How to Become a Data Scientist: The Full Scoop
In today’s scenario, where data is still sexy and data skills are still in high demand, the true role of a Data Scientist can be ambiguous and is often confused with that of a Data Analyst or Data Engineer. Those interested in a career in Data Science don’t fully comprehend what the role entails and are often confused as to what skills are needed to excel as a Data Scientist. They are also not sure if they have the intrinsic skills needed to make a career as a Data Scientist in the first place. This article aims to address these and many more questions related to a career in Data Science. Let’s get started!
A Data Scientist is…
To begin with let’s understand the term ‘Data Scientist’. If you do a search for the definition of Data Scientist you will find several interesting definitions, but by far the most honest one is this:
“A Data Scientist is someone who is better at statistics than any software engineer and better at software engineering than any statistician.”
If we broaden this definition we can say that a Data Scientist is someone who:
- knows and can apply statistics and mathematics to a set of data
- can test hypotheses with experiments they design
- has enough programming knowledge to apply to the sourcing, processing, and storing of their data
- can communicate their findings through data visualizations and stories
An Overview of the Industry -Today and Tomorrow
According to a report by International Data Corporation (IDC), the Big Data and Business Analytics market will grow to $203 billion by 2020. The banking industry is expected to be a big driver of this increase in spending, while IT and business services will lead most of the tech investing. Other industries like telecommunications, insurance, transportation, and utilities will also increase their own spending thus spurring growth.
IDC also estimates that the worldwide IOT market will grow to $1.7 trillion in 2020. Devices, connectivity, and IT services will likely make up two-thirds of the IoT market in 2020, with devices (modules/sensors) alone representing more than 30 percent of the total.

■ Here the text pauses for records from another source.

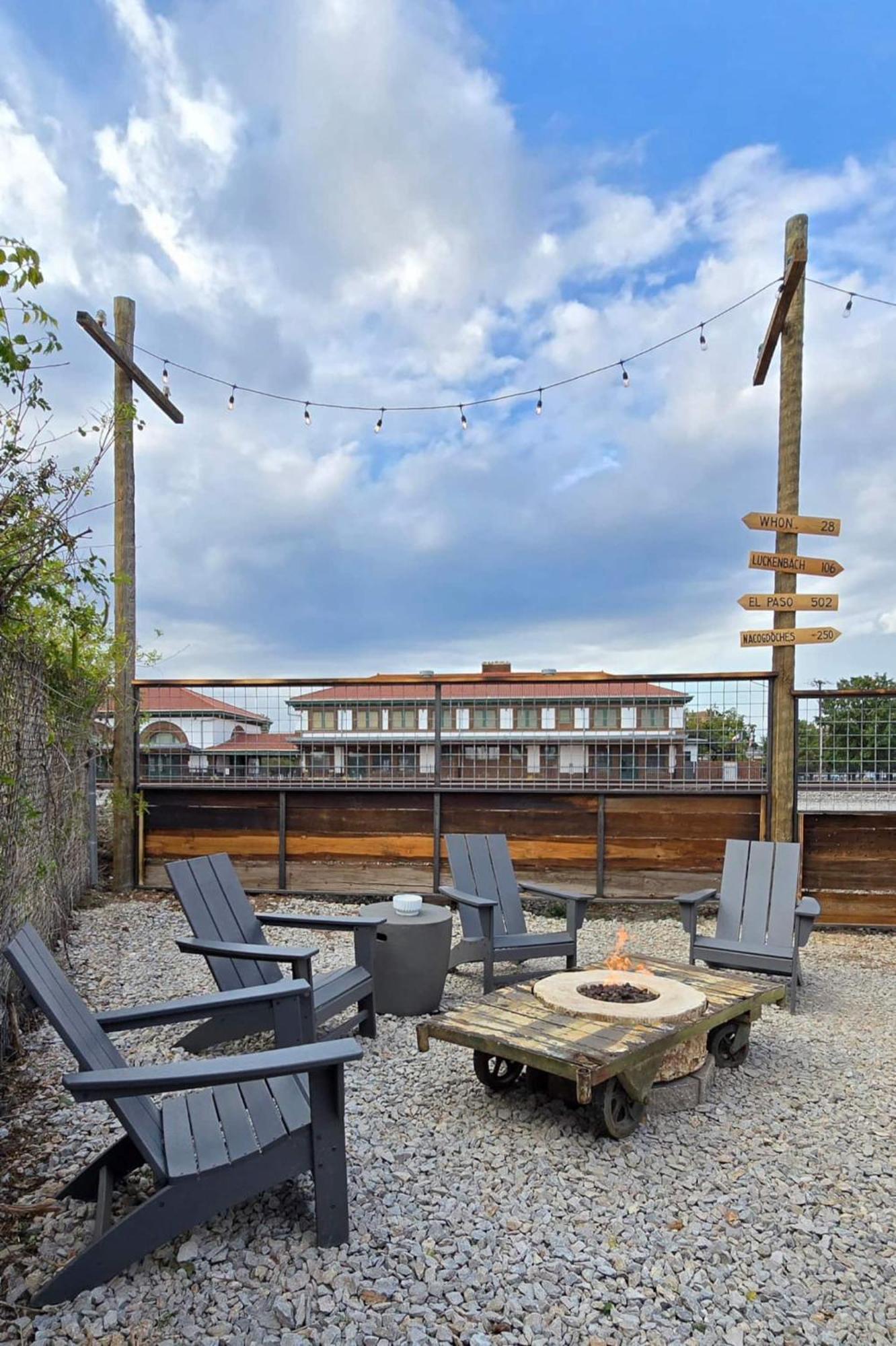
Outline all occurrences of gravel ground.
[0,900,896,1346]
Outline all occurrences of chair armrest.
[257,911,386,931]
[96,977,311,1032]
[63,1038,363,1102]
[518,880,595,902]
[175,940,318,962]
[439,887,498,907]
[675,888,718,907]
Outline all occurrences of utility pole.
[77,303,183,892]
[753,215,809,841]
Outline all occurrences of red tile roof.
[213,734,299,756]
[100,686,270,724]
[289,673,690,705]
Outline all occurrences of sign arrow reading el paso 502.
[749,552,844,579]
[737,594,839,612]
[740,626,842,647]
[744,510,839,537]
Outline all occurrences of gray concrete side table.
[363,902,451,1015]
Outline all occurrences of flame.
[605,926,648,972]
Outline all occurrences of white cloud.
[0,0,896,677]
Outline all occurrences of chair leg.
[308,1066,348,1248]
[358,991,377,1038]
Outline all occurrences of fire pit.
[533,968,706,1082]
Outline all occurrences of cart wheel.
[708,1023,749,1069]
[474,1051,522,1093]
[593,1075,644,1140]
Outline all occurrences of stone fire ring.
[533,968,706,1024]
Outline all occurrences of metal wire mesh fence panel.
[0,642,91,1057]
[796,689,896,813]
[118,674,770,793]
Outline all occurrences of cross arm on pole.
[753,246,807,388]
[75,310,183,425]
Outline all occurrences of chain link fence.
[0,642,93,1059]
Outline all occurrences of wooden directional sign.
[737,594,839,612]
[749,552,844,579]
[744,510,839,537]
[740,626,842,649]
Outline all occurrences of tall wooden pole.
[771,215,809,841]
[112,295,137,891]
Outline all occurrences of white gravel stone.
[0,899,896,1346]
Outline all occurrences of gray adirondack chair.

Coming to the supply-demand talent gap in the industry, IDC predicts a need for 181,000 people with deep analytical skills by 2018 in the US alone, and a requirement for five times that number of positions with data management and interpretation capabilities.

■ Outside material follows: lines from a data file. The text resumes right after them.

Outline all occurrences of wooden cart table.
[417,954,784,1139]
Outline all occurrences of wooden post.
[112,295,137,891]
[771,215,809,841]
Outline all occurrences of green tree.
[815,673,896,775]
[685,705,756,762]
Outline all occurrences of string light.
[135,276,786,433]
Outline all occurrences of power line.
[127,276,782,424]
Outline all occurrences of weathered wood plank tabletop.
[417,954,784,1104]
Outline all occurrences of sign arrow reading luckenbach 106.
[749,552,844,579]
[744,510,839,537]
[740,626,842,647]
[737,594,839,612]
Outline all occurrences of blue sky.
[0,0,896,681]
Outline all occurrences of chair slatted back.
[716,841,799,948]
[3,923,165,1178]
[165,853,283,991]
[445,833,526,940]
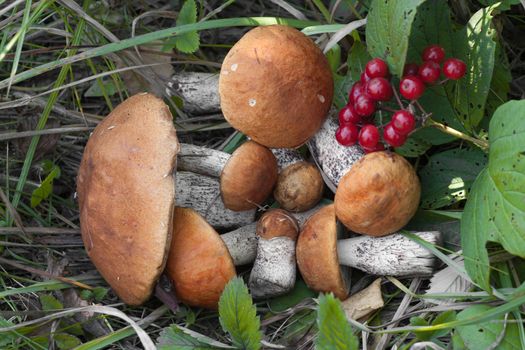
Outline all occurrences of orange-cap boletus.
[249,209,299,298]
[334,151,421,236]
[219,25,334,148]
[77,94,179,305]
[296,205,441,300]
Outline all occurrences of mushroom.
[219,25,334,148]
[166,207,256,309]
[77,94,179,305]
[272,148,324,212]
[249,209,299,298]
[296,205,441,300]
[176,171,256,229]
[308,112,365,193]
[334,151,421,236]
[178,141,278,211]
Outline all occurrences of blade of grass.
[0,17,320,89]
[8,0,90,219]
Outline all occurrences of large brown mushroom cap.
[273,161,324,212]
[334,152,421,236]
[296,204,349,300]
[77,94,179,305]
[221,141,279,211]
[166,207,235,309]
[219,25,334,148]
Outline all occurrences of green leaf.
[346,41,372,82]
[53,333,82,350]
[269,279,317,312]
[31,165,60,208]
[445,5,497,130]
[457,305,521,350]
[396,135,432,157]
[419,148,487,209]
[366,0,424,77]
[157,324,217,350]
[219,277,262,350]
[315,293,359,350]
[174,0,200,53]
[40,294,64,311]
[461,100,525,292]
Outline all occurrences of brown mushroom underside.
[77,94,179,305]
[219,25,333,148]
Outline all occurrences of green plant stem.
[423,117,489,153]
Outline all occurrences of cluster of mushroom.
[77,25,440,308]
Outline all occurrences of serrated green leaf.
[346,41,372,82]
[315,293,359,350]
[31,165,60,208]
[53,333,82,350]
[219,277,262,350]
[461,100,525,292]
[40,294,64,311]
[445,5,497,130]
[456,305,521,350]
[419,148,487,209]
[173,0,200,53]
[366,0,424,77]
[157,325,217,350]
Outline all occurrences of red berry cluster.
[335,45,467,153]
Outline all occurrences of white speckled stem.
[221,204,326,266]
[166,72,221,115]
[249,237,296,298]
[177,143,231,177]
[337,231,441,277]
[271,148,304,171]
[175,171,255,229]
[308,111,365,193]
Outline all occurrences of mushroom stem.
[175,171,255,229]
[308,110,365,193]
[166,72,221,115]
[337,231,441,277]
[177,143,231,178]
[221,204,326,266]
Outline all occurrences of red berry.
[361,72,370,84]
[403,63,419,77]
[399,76,425,100]
[419,61,441,84]
[335,124,359,146]
[348,81,366,104]
[354,94,376,117]
[359,124,379,149]
[390,109,416,135]
[383,123,407,147]
[339,104,361,125]
[365,58,388,78]
[421,45,445,63]
[366,78,394,101]
[443,58,467,80]
[363,142,385,153]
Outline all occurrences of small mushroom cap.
[334,152,421,236]
[77,94,179,305]
[219,25,334,148]
[166,207,235,309]
[221,141,278,211]
[296,204,349,300]
[256,209,299,241]
[273,161,324,212]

How Much Does a Data Scientist Get Paid?
Data Scientist is not only the sexiest job of the 21st century, but also a high paying one, both in India and worldwide. In fact, it is one of the top paying jobs out there right now!

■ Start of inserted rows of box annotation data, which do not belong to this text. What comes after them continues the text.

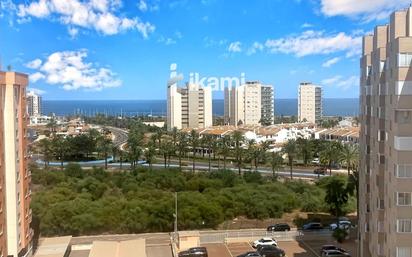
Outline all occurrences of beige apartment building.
[167,83,213,130]
[359,8,412,257]
[224,81,275,126]
[0,72,33,257]
[27,91,42,117]
[298,82,322,123]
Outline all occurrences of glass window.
[398,192,411,206]
[396,165,412,178]
[398,53,412,67]
[397,220,412,233]
[396,247,412,257]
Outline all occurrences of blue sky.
[0,0,410,100]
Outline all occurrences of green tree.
[296,138,313,165]
[144,144,156,169]
[269,152,283,179]
[231,131,244,176]
[282,139,298,179]
[323,176,349,221]
[177,132,188,170]
[189,130,199,172]
[38,138,53,168]
[97,135,113,170]
[340,144,359,176]
[320,141,342,176]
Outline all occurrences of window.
[398,53,412,67]
[395,110,412,124]
[395,165,412,178]
[397,220,412,233]
[396,247,412,257]
[397,192,411,206]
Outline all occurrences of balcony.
[394,137,412,151]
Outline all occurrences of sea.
[43,98,359,116]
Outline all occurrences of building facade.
[167,66,213,130]
[359,8,412,257]
[27,91,42,117]
[0,72,33,257]
[224,81,275,126]
[298,82,322,123]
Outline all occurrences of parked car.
[329,220,352,230]
[320,245,346,254]
[303,222,323,230]
[267,223,290,231]
[237,252,262,257]
[322,250,350,257]
[252,237,278,248]
[258,245,286,257]
[313,167,327,175]
[179,247,208,257]
[312,158,320,164]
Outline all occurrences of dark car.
[267,223,290,231]
[237,252,262,257]
[320,245,346,254]
[313,167,327,175]
[303,222,323,230]
[179,247,208,257]
[258,245,286,257]
[322,250,350,257]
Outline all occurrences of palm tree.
[246,139,258,170]
[177,133,188,169]
[190,129,199,172]
[38,138,52,168]
[218,136,231,170]
[144,144,156,169]
[97,136,113,170]
[51,135,69,169]
[232,131,244,176]
[296,138,313,165]
[340,144,359,176]
[270,152,283,179]
[203,135,215,172]
[282,139,297,179]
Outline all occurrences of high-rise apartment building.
[359,8,412,257]
[0,72,32,257]
[298,82,322,123]
[224,81,275,126]
[27,91,42,117]
[167,66,213,130]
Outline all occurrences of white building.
[224,81,275,126]
[167,64,213,130]
[27,91,42,116]
[298,82,322,123]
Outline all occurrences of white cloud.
[67,27,79,38]
[25,59,42,69]
[13,0,155,38]
[265,30,362,57]
[228,41,242,53]
[246,42,265,55]
[25,50,122,91]
[29,72,46,83]
[322,75,359,90]
[322,57,340,68]
[301,22,313,29]
[321,0,411,21]
[137,0,147,12]
[28,87,46,95]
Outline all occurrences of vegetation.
[32,164,355,236]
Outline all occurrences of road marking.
[224,244,233,257]
[298,240,321,257]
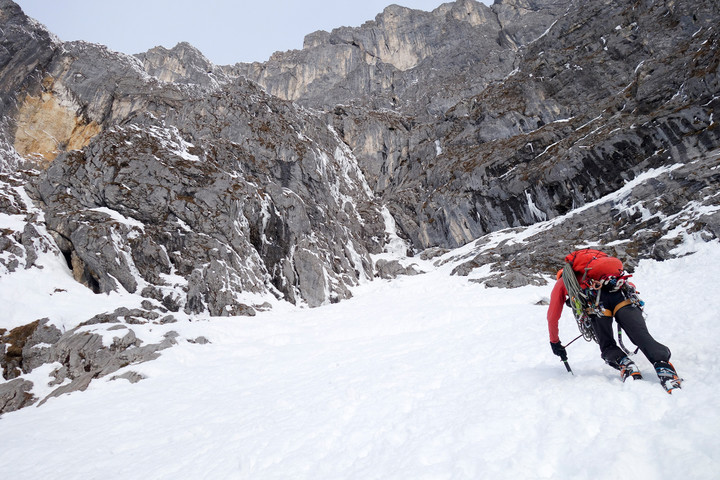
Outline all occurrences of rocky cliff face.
[0,0,720,412]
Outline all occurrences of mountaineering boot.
[618,357,642,382]
[655,362,682,393]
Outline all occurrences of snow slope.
[0,243,720,480]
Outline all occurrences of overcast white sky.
[15,0,492,65]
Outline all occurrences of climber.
[547,248,682,392]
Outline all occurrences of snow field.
[0,243,720,480]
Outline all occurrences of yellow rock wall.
[14,79,102,167]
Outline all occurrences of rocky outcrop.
[0,0,720,411]
[0,314,183,414]
[231,0,570,118]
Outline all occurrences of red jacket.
[548,277,568,343]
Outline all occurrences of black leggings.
[591,290,670,368]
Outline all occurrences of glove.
[550,342,567,361]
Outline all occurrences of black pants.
[591,289,670,368]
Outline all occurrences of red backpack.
[565,248,628,288]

A Data Scientist proficient in R can bag a job paying Rs. 10.40 LPA (lacs per annum) on an average, a pay of Rs 10.12 LPA for Python, and Rs. 9.54 LPA for SAS. The best pay is for someone who can work with all three tools, taking home a cool Rs. 12.91 LPA.
The pay is higher than average (compared to other domains) across all experience ranges for a data scientist, starting off at Rs 6.4 LPA and exceeding Rs. 30 LPA at the top end of the spectrum.
You can get more such exciting information about salaries and trends in the Analytics industry with the Analytics Industry Report 2017 – Salaries & Trends. Download now!
All in all some very encouraging news for data scientists!
Successful Data Scientists Have These Traits
Before we go on to discuss the technical and business skills one needs to develop as a Data Scientist, lets first look at some basic innate traits that majority of successful Data Scientists possess. If you are looking at a career in Data Science and find that you can say yes to many of the ones listed below, then you are good to go. If that’s not the case, don’t despair. You can still embark on the Data Science journey, but you will just have to put in that extra mile and commit to developing the skills you can:
- Do you have an inherent aptitude for numbers?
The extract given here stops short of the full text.